There’s a subtlety in this process, because you must balance user convenience and security. If the user just types in their bank information and requests validation, a typo could require them to retry the process, which, for honest customers, means that rate limiting needs to be fairly lax. So, you should consider ways of reducing error when entering bank details in order to keep the rate limiting strict without losing customers who just can’t type. One way to do this is to ask them to enter the bank info twice, and only proceed if the entries match. That works, but it’s more work and lazy people might give up, which means losing a good customer. Perhaps a better way to do it, legal issues aside, is to ask the customer to upload a photo of a voided check. The system would recognize the printed bank info, then display it for the customer to confirm, thereby virtually eliminating any chance for errors.
But what if, after using this system for years, somebody discovers a series of successful attacks? Perhaps patient thieves waited out the rate limiting, and it turns out that the 1-in-99 odds of guessing right aren’t enough to stop them. All other things being equal, PayPal could raise the dollar amount of the “free money” deposit to a maximum of $3 or $5 or more, but at some point (probably an actuary could tell you the exact break-even point), the monetary cost of deposits is going to exceed the value of new customer acquisition.
In that case, the company would have to consider an entirely different approach. Here’s one idea, and I invite readers to invent others: new customer setup could be handled via video by a live customer support agent. Simply having to face a real person is going to intimidate a lot of attackers in the first place. The agent could ask to see a bank statement or similar evidence and authorize on the spot. (Please note: this is a simplified example, not an actual business suggestion.)
The assets you choose to prioritize should probably include data, such as customer resources, personal information, business documents, operational logs, and software internals, to name just a few possibilities. Prioritizing protection of data assets considers many factors, including information security (the C-I-A triad discussed in Chapter 1), because the harms of leaking, modification, and destruction of data may differ greatly. Information leaks, including partial disclosures of information (for example, the last four digits of a credit card number), are tricky to evaluate, because you must consider what an attacker could do with the information. Analysis becomes harder still when an attacker could join multiple shards of information into an approximation of the complete dataset.
If you lump assets together, you can simplify the analysis considerably, but beware of losing resolution in the process. For example, if you administer several of your databases together, grant access similarly, use them for data that originates from similar sources, and store them in the same location, treating them as one makes good sense. However, if any of these factors differ significantly, you would have sufficient reason to handle them separately. Make sure to consider those distinctions in your risk analysis, as well as for mitigation purposes.

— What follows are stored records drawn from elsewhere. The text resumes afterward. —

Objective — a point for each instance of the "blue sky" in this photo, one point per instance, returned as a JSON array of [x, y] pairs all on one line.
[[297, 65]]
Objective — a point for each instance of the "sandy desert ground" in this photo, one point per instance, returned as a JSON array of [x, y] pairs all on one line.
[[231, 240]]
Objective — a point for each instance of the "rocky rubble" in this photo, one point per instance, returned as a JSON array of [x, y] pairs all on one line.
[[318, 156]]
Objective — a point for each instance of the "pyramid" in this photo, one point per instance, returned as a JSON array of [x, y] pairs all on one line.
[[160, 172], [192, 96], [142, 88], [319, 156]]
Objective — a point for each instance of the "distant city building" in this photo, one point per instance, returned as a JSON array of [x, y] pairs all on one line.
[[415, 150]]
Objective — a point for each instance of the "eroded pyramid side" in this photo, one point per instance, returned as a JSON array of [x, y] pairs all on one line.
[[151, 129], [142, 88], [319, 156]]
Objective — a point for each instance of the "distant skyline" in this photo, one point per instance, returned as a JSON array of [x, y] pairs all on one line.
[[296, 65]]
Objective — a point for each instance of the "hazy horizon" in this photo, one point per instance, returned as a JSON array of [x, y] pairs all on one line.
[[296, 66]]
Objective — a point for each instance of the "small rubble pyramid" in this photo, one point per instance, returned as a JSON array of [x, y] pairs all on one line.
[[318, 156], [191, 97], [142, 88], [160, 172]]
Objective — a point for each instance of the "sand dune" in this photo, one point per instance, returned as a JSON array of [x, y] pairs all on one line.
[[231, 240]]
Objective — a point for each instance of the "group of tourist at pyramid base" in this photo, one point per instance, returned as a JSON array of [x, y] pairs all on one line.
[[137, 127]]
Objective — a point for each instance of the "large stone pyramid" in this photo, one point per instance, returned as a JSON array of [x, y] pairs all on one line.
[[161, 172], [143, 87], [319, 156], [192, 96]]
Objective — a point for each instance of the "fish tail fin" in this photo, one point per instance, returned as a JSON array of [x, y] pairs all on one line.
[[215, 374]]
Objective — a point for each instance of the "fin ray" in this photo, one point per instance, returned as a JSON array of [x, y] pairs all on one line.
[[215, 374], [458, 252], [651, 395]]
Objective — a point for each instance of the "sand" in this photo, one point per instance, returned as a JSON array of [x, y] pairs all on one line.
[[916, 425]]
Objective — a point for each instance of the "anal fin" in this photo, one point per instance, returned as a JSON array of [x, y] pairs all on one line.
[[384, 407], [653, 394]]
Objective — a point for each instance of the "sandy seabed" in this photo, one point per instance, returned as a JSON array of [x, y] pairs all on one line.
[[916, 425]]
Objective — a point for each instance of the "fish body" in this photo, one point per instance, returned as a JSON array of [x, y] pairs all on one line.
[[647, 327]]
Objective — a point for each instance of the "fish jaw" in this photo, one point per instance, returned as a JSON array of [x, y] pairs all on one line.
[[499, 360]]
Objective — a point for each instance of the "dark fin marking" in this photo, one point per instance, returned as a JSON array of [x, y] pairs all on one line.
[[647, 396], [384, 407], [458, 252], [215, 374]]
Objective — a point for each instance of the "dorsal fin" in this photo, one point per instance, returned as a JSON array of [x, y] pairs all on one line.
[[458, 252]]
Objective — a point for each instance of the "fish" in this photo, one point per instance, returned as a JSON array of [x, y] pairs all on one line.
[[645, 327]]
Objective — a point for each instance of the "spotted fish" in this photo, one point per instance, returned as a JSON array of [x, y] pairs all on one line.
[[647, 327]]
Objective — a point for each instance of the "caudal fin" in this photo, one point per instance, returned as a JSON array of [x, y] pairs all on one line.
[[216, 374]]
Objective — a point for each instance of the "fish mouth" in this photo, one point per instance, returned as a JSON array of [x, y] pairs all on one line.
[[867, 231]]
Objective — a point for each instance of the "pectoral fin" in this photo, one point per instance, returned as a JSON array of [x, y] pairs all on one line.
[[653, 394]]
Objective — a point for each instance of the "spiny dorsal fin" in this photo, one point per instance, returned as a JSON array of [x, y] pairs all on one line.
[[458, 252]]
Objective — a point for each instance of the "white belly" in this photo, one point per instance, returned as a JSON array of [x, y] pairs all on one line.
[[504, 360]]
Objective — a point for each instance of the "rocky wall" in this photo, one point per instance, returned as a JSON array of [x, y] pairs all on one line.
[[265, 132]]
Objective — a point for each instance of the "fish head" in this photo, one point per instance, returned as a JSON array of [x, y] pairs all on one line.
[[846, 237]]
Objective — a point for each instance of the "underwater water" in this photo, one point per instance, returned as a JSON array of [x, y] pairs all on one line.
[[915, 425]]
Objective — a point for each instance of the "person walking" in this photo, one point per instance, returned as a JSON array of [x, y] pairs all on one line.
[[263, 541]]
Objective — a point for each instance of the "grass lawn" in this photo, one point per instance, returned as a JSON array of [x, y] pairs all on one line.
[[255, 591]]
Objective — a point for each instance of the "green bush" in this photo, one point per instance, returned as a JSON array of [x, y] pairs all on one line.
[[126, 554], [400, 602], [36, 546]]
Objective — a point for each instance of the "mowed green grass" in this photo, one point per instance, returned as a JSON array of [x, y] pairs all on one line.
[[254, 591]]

Finally, always consider the value of assets from the perspectives of all parties involved. For instance, social media services manage all kinds of data: internal company plans, advertising data, and customer data. The value of each of these assets differs depending on if you are the company’s CEO, an advertiser, a customer, or perhaps an attacker seeking financial gain or pursuing a political agenda. In fact, even among customers you’ll likely find great differences in how they perceive the importance of privacy in their communications, or the value they place on their data. Good data stewardship principles suggest that your protection of customer and partner data should arguably exceed that of the company’s own proprietary data (and I have heard of company executives actually stating this as policy).

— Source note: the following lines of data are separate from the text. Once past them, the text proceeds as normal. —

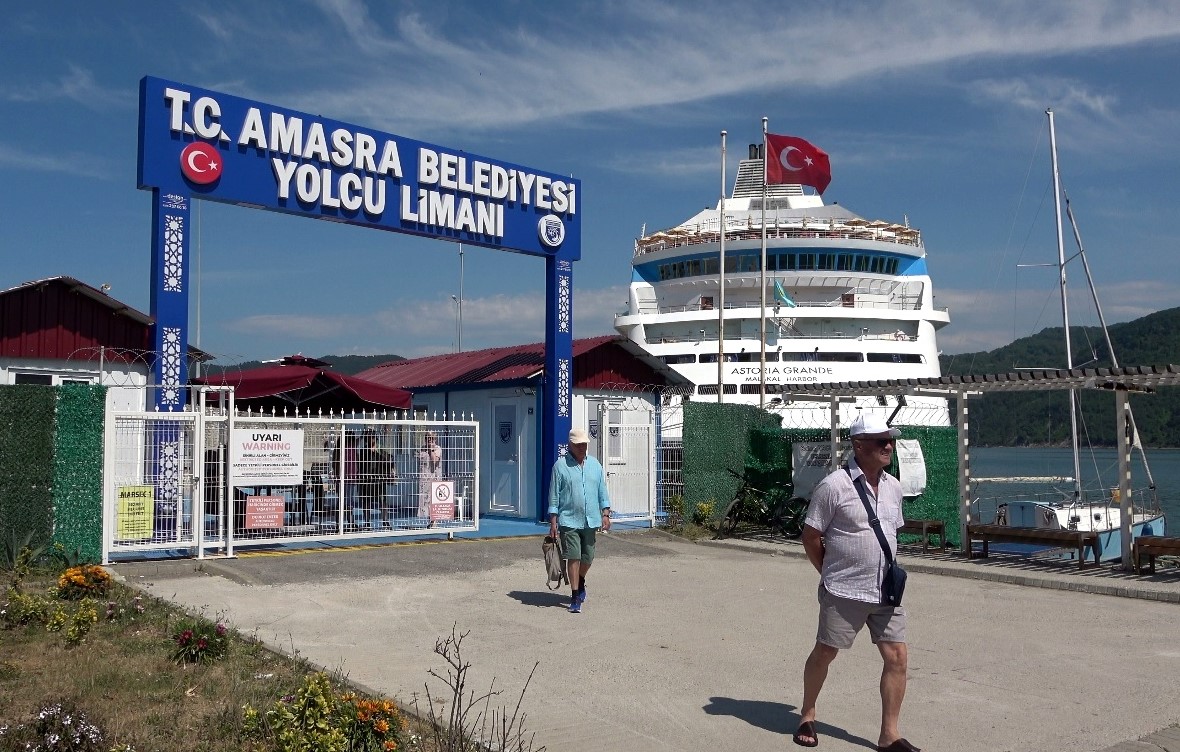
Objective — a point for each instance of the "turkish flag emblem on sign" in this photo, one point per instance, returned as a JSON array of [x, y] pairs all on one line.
[[790, 159], [201, 163]]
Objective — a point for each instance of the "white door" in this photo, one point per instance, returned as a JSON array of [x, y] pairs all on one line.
[[505, 443], [628, 453]]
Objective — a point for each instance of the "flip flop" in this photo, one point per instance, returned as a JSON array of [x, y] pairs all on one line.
[[806, 728]]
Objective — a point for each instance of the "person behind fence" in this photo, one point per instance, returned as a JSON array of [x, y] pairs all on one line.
[[352, 473], [374, 470], [578, 504], [430, 469], [844, 548]]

Not all companies take this approach. Facebook’s Beacon feature automatically posted the details of users’ purchases to their news feeds, then quickly shut down following an immediate outpouring of customer outrage and some lawsuits. While Beacon never endangered Facebook (except by damaging the brand’s reputation), it posed a real danger to customers. Threat modeling the consequences of information disclosure for customers would have quickly revealed that the unintended disclosure of purchases of Christmas or birthday presents, or worse, engagement rings, was likely to prove problematic.
Identify Attack Surfaces
Pay special attention to attack surfaces, because these are the attacker’s first point of entry. You should consider any opportunity to minimize the attack surface a big win, because doing so shuts off a potential source of trouble entirely. Many attacks potentially fan out across the system, so stopping them early can be a great defense. This is why secure government buildings have checkpoints with metal detectors just inside the single public entrance.

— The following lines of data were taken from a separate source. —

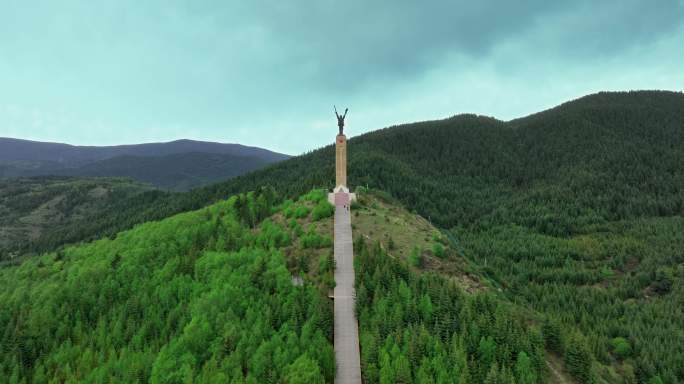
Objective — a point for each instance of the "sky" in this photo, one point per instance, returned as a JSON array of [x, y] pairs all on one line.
[[267, 73]]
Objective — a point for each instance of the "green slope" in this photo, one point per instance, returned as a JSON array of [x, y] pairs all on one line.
[[209, 296], [45, 212], [574, 212], [204, 296], [608, 156]]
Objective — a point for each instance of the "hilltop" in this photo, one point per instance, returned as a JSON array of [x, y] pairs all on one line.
[[237, 292], [573, 214]]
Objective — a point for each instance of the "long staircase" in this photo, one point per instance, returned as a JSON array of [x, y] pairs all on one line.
[[347, 355]]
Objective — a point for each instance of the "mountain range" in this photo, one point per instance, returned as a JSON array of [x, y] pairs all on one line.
[[572, 216], [178, 165]]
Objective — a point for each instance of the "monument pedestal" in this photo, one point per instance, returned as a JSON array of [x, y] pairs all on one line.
[[340, 160], [341, 170], [341, 189]]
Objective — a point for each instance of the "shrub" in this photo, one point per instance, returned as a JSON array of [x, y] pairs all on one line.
[[323, 210], [438, 250], [301, 212], [621, 347], [315, 195], [416, 257]]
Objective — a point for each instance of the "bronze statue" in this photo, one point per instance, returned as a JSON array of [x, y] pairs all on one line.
[[340, 119]]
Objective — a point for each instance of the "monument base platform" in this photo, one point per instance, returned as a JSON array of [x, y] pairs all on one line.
[[341, 189]]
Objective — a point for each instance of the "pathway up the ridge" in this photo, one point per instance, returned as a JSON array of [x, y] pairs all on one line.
[[347, 355]]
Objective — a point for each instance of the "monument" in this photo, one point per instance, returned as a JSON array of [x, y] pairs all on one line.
[[341, 159]]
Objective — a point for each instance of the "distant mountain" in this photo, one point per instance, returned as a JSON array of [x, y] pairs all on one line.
[[177, 165], [576, 213], [179, 172]]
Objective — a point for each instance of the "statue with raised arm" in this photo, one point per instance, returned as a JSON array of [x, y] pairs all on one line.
[[340, 119]]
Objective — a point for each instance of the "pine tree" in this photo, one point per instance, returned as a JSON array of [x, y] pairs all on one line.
[[578, 359]]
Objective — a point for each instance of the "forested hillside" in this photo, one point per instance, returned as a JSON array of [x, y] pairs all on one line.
[[42, 213], [236, 292], [604, 157], [575, 213]]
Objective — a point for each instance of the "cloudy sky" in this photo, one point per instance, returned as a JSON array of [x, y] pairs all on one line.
[[267, 73]]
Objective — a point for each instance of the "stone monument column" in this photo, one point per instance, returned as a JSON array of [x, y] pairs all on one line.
[[341, 160]]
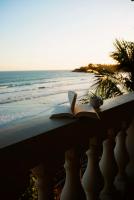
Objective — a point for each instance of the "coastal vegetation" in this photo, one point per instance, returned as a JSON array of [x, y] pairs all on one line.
[[115, 79]]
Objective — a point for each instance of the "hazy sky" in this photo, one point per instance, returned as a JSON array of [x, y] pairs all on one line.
[[61, 34]]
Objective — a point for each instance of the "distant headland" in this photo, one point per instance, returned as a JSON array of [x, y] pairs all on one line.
[[97, 68]]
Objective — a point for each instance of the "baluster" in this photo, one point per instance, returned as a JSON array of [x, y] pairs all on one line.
[[92, 180], [44, 181], [121, 156], [130, 166], [108, 167], [72, 189]]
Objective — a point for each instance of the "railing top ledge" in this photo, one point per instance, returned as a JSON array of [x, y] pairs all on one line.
[[24, 130]]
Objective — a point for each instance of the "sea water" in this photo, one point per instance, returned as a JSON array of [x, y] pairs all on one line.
[[24, 94]]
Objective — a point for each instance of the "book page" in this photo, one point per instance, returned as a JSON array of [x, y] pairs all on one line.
[[72, 96], [85, 110]]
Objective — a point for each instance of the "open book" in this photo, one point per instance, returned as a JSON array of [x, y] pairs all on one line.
[[74, 110]]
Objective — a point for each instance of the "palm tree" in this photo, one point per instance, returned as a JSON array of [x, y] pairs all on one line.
[[111, 84], [124, 56]]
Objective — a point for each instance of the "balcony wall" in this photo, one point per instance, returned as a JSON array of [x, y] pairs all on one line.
[[42, 146]]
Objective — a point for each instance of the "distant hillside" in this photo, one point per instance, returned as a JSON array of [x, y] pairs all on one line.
[[97, 68]]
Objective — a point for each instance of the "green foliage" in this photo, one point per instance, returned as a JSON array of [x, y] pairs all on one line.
[[107, 87], [124, 54], [31, 192]]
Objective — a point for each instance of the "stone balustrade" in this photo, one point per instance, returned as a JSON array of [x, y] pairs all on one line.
[[97, 155]]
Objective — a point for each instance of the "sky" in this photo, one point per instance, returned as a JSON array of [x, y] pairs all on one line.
[[61, 34]]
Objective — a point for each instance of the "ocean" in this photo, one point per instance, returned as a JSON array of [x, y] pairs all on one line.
[[25, 94]]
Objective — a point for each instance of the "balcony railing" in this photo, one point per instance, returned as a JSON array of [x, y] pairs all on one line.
[[42, 146]]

Software design is typically much more complex than the design of a physical building, so identifying the entire attack surface is not so simple. Unless you can embed a system in a trusted, secure environment, having some attack surface is inevitable. The internet always provides a huge point of exposure, since literally anyone anywhere can anonymously connect through it. While it might be tempting to consider an intranet (a private network) as trusted, you probably shouldn’t, unless it has very high standards of both physical and IT security. At the very least, treat it as an attack surface with reduced risk. For devices or kiosk applications, consider the outside portion of the box, including screens and user interface buttons, an attack surface.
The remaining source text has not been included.